The streaked saltator inhabits a variety of landscapes. In western Ecuador and in Peru it is found in arid to dry scublands and woodlands and also gardens. In northeastern Colombia and Venezuela it is found in dry to moist, but not arid, areas of woodland, the edges of deciduous forest, scrublands, brushy pastures, and gardens. It occurs in a similar though generally somewhat moister mix of habitats from Costa Rica and Panama south through Colombia into northern Ecuador.
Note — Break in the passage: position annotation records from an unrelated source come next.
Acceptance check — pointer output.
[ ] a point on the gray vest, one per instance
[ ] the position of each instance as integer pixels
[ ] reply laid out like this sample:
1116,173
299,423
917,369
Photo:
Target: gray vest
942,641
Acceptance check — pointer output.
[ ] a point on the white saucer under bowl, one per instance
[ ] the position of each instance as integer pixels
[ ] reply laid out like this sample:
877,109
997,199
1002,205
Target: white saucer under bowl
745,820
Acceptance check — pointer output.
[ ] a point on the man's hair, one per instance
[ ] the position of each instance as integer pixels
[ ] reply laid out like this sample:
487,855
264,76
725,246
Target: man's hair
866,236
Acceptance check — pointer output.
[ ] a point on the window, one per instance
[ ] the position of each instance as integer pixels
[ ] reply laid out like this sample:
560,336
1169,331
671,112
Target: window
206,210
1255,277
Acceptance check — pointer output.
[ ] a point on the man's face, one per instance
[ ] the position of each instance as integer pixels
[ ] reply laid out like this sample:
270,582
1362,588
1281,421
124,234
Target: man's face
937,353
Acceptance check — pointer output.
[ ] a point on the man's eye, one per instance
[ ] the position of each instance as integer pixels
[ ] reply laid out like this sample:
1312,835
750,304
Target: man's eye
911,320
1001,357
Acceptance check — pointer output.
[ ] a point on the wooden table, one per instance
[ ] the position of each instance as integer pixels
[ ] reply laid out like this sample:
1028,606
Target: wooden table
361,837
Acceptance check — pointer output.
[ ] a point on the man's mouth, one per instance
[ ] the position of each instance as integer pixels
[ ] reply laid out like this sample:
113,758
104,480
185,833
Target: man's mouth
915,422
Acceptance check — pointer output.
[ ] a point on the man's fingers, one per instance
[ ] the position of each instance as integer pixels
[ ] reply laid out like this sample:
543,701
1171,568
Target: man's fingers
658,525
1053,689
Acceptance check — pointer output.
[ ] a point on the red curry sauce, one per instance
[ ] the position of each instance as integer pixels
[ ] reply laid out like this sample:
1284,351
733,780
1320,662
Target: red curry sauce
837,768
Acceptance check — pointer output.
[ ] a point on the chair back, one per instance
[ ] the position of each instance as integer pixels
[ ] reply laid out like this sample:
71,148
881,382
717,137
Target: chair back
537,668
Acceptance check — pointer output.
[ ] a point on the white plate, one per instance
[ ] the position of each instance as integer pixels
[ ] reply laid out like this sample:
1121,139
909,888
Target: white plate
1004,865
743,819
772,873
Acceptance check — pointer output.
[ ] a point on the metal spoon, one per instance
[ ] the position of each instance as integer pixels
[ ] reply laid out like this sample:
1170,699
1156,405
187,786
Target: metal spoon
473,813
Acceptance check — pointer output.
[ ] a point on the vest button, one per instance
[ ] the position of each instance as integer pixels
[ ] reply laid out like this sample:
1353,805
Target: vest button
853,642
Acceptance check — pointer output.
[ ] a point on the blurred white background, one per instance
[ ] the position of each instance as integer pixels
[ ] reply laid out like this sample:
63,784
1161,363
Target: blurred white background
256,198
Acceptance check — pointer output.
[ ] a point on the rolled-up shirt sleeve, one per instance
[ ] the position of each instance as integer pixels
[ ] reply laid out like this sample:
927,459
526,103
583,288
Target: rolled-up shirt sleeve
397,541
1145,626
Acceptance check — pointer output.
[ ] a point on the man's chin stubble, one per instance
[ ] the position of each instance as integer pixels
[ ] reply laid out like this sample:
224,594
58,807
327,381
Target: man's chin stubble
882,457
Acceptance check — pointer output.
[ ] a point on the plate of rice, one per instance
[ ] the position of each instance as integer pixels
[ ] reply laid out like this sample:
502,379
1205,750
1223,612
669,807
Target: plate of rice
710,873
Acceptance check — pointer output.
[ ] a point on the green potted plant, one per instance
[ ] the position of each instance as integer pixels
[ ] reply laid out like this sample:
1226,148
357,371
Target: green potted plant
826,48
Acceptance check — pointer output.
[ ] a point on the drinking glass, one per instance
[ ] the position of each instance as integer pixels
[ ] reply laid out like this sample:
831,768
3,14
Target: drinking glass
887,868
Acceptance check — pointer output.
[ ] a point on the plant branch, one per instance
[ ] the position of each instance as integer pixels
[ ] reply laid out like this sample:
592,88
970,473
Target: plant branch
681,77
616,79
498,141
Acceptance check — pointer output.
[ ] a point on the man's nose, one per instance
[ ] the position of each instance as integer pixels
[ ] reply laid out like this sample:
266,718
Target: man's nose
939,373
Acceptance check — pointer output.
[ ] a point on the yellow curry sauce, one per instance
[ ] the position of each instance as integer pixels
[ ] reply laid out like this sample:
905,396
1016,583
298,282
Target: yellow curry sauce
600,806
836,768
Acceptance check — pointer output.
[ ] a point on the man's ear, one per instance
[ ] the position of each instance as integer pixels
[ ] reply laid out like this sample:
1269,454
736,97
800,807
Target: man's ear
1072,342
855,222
In elevation it ranges from sea level to 1600 m in Costa Rica, mostly to 1600 m but as high as 2000 m in Venezuela, and to 2500 m in Colombia. It is found between 300 and 2500 m in northern Ecuador and mostly below 1500 m in the west and south. In Peru it is most common below 1200 m but reaches 2500 m at the southern end of its range.

==Behavior==
===Movement===

The streaked saltator is believed to be a year-round resident.

===Feeding===

The streaked saltator feeds on insects, fruits, seeds, flowers, and buds. It usually forages in pairs and sometimes in small groups, and at all levels of its habitat.

===Breeding===

The streaked saltator's breeding season has not been fully defined. In spans at least April to June in Costa Rica and January to September in Colombia. It includes April and May in Panama, May in Trinidad, and February and March in Ecuador. Its nest is an open cup made from plant materials, with a relatively coarse outer layer, a middle layer of dried grass, and a lining of fine fibers. It is typically in a shrub or tree between about 1 and 3 m above the ground and rarely to about double that. In Costa Rica the clutch is two eggs; three are known from Trinidad. The female alone incubates, for about 13 or 14 days, and fledging occurs about 13 days after hatch. Both parents provision nestlings.

===Vocalization===

The streaked saltator's song appears variable across its range. One is described as "a lazy and musically whistled o-chúck, chuk-weEEeaaar or a repeated chuck weEEear or chur WEET chuck". Another is "two to four sweet, whistled tsu notes followed by an upwardly inflected tsweeee". A third is "a loud and melodic tchew-tchew-tcheeér...with a distinctive long slurred final note".

==Status==

The IUCN has assessed the streaked saltator as being of Least Concern. It has an extremely large range; its estimated population of at least five million mature individuals is believed to be stable. No immediate threats have been identified. It is considered "fairly common" in Costa Rica, Venezuela, and Peru,
"common" in Colombia, and "locally common" in Ecuador. It "[m]ay benefit from forest clearance and subsequent recolonization by scrubland".